A 401k plan is a great savings tool for employees. These plans are also a powerful way for employers to compete for and retain top employees. Unfortunately, many problems can arise for both employees and employer in the implementation and maintenance of the these tax qualified plans. As 401k specialists, here are the most common issues we’ve encountered.
The Plan Sponsor Wears Too Many Hats
Plan sponsors are employees that run the 401k plan for their company. They often have a myriad of other duties to perform on a daily basis (generally human resource responsibilities). Because of the various daily demands on these employees, it can be difficult for them to perform their required fiduciary obligation to the 401k plan. Unfortunately, all too often, the resulting time crunch allows small inefficiencies in the plan to manifest into large scale problems.
The Fees Are Too High
Having high service or investment fees in a 401k plan is the easiest way for the sponsoring company to get sued. When there are high fees, it’s often a warning sign of neglect to the plan. Once a fiduciary breach is found in a plan through neglect, there isn’t much a company can do to defend itself. Additionally, in the long term, high plan fees lead to employees retiring with less. Consequently, we suggest that fees be assessed annually, preferably by a third party.
Liability is Misunderstood
Plan sponsors are often short on time so they must delegate duties of the plan they serve. Advisors, recordkeepers, and custodians can provide valuable, time-saving support to a 401k plan. However, the delegation of duties should not be confused with a removal of liability. The structure of a 401k dictates that plan liability starts and ends with the plan sponsor. Thus, any shortcoming by a third party service provider will ultimately be deemed a failure on the part of the plan sponsor.
Failure to Monitor
It may seem unfair that a plan sponsor will be held liable for a third party mistake. However, this speaks largely about the role of the plan sponsor as a fiduciary and the responsibility that comes with it. Even though a plan sponsor may delegate a specific duty related to their plan, it is still the responsibility of the plan sponsor to see that the duty is fulfilled. This is why all third parties must be monitored in a way so that they do not fall out of line with the original intentions of the plan. Consequently, when a plan sponsor fails to continuously monitor a delegated party it’s classified as neglect – the leading cause of 401k litigation.
Conflicts of Interest
Conflicts of interest can happen in many forms within 401k plans. Proprietary funds offered by the custodian, advisors who receive commissions based on the advice they give, or a family member or friend who helps provide the plan platform are all examples of conflicts of interest. Not all of the previously mentioned items are inherently bad, however if they exist, due diligence and documentation must show there is no conflict of interest. Remember, employer sponsored retirement plans are intended to benefit the employees, not those who service them. It may come as no surprise that conflicts of interest must be avoided at all costs.

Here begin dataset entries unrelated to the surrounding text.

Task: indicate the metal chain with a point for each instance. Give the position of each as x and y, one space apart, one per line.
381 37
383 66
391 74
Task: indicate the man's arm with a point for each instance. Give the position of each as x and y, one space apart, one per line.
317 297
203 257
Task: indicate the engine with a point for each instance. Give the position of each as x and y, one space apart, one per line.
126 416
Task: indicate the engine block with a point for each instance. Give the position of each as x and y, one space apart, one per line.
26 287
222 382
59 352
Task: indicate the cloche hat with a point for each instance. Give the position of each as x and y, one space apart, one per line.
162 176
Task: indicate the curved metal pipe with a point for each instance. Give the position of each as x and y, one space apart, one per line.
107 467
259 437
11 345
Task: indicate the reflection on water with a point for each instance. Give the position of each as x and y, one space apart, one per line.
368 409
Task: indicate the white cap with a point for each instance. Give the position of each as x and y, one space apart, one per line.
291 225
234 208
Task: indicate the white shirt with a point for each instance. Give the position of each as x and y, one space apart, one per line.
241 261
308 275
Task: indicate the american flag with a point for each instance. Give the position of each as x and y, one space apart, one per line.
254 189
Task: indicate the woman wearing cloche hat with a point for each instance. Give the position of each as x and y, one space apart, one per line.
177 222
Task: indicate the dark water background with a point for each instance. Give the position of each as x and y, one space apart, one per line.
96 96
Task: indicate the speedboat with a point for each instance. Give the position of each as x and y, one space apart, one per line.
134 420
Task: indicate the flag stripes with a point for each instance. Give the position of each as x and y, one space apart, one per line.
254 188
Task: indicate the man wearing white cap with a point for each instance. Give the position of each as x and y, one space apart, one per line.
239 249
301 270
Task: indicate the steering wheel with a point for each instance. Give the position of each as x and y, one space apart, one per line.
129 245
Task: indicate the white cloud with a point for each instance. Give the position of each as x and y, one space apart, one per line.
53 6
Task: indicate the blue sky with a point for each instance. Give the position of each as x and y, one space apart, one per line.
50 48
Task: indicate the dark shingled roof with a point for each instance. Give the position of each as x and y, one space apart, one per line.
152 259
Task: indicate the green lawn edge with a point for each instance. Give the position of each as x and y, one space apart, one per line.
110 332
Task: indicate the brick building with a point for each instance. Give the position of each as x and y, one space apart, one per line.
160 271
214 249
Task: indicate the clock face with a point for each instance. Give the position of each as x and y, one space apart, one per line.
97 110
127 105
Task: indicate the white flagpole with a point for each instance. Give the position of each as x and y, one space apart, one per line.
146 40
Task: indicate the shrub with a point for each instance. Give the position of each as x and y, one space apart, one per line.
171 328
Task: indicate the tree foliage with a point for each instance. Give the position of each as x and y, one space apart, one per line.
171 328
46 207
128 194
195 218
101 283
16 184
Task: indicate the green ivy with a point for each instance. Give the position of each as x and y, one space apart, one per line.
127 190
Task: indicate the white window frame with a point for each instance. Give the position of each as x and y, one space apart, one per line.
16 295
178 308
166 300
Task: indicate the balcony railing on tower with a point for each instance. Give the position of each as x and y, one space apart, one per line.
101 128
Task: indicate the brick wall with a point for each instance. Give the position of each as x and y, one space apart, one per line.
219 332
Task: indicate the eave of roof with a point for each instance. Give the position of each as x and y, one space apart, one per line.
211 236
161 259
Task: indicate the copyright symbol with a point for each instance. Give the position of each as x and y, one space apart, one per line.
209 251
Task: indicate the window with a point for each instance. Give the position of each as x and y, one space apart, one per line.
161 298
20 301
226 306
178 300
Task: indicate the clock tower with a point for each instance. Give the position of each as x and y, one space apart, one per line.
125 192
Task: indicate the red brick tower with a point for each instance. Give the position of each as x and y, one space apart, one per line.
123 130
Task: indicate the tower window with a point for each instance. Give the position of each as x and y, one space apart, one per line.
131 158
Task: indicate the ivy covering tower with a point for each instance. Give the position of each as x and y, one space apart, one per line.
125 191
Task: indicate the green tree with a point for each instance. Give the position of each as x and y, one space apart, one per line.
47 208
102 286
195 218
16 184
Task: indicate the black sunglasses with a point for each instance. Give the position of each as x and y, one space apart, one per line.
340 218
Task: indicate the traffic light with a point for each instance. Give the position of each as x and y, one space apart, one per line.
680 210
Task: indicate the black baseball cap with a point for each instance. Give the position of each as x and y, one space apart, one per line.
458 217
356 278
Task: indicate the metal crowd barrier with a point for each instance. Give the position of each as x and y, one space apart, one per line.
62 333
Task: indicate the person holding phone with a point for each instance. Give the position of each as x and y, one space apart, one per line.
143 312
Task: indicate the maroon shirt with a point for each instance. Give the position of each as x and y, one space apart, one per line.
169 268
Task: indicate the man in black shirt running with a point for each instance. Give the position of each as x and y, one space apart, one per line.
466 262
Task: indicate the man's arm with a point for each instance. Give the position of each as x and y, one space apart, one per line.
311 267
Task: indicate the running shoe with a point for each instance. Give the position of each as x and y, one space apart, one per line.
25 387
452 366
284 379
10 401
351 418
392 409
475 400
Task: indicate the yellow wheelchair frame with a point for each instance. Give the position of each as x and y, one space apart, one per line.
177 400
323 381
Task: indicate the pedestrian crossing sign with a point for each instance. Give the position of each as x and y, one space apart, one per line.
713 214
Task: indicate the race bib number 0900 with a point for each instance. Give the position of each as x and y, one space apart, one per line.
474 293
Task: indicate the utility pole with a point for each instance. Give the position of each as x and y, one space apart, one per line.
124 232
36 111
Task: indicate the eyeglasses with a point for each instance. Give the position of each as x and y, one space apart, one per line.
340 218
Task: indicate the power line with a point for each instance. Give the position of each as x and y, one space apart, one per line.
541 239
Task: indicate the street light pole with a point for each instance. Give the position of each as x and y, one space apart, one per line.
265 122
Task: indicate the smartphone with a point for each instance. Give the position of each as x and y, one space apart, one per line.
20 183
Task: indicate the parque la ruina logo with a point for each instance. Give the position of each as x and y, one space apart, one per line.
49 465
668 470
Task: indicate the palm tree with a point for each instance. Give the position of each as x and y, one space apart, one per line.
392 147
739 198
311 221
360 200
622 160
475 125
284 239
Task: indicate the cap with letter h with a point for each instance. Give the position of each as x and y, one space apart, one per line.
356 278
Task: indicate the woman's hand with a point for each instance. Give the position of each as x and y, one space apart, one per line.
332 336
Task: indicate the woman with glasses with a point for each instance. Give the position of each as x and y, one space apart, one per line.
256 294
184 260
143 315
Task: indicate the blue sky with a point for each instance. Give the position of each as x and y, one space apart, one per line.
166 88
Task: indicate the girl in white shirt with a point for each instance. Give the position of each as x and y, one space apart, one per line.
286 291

The Plan is Not Managed in the Participant’s Best Interest
We often hear from plan sponsors how happy they are with their providers. Yet, when these sponsors elaborate on their satisfaction, it quickly becomes clear it’s largely due to the low workload for the plan sponsor. We get it; plan sponsors are really busy. However, these plans are built to help employees save for the future – so their interests, like investment choices, fees, and advice, must be considered first.
Participation or Contribution Rates Are Low
These are often by-products of an inefficient plan. The vicious cycle of high costs prevents employers from contributing to the plans, which in turn disincentivizes employees from saving. This happens all too often in 401k plans. Better solutions are out there. You just have to find them.
The IPS Is Not a Living Document
Your Investment Policy Statement (IPS) is the road map to the plan. An individual with some experience in the retirement plan space should be able to read this statement and have no questions about how the plan is built and managed. Consequently ,the IPS should be reviewed quarterly and updated at least annually. The IPS is the most important defense if you find yourself facing litigation.
Documentation Is Lacking
All 401k meetings (with minutes), assessments, evaluations, contracts, and agreements should be on file with the company and accessible at any point.
Safe Harbors Aren’t In Use
Safe harbors are available to 401k plans as a means to protect employees and employers. Plans that don’t use them often are inefficient, expensive, and have increased liability.
Competitive Market Forces Aren’t Being Utilized
A 401k plan can save or lose employees thousands of dollars based on how it is constructed. Unfortunately, plan sponsors don’t always compare the pricing of plans. This is a serious error because plan pricing can vary greatly based on both competition and specific circumstances. Even if you are convinced your current plan is the best, shopping around may reveal some negotiating room with your provider.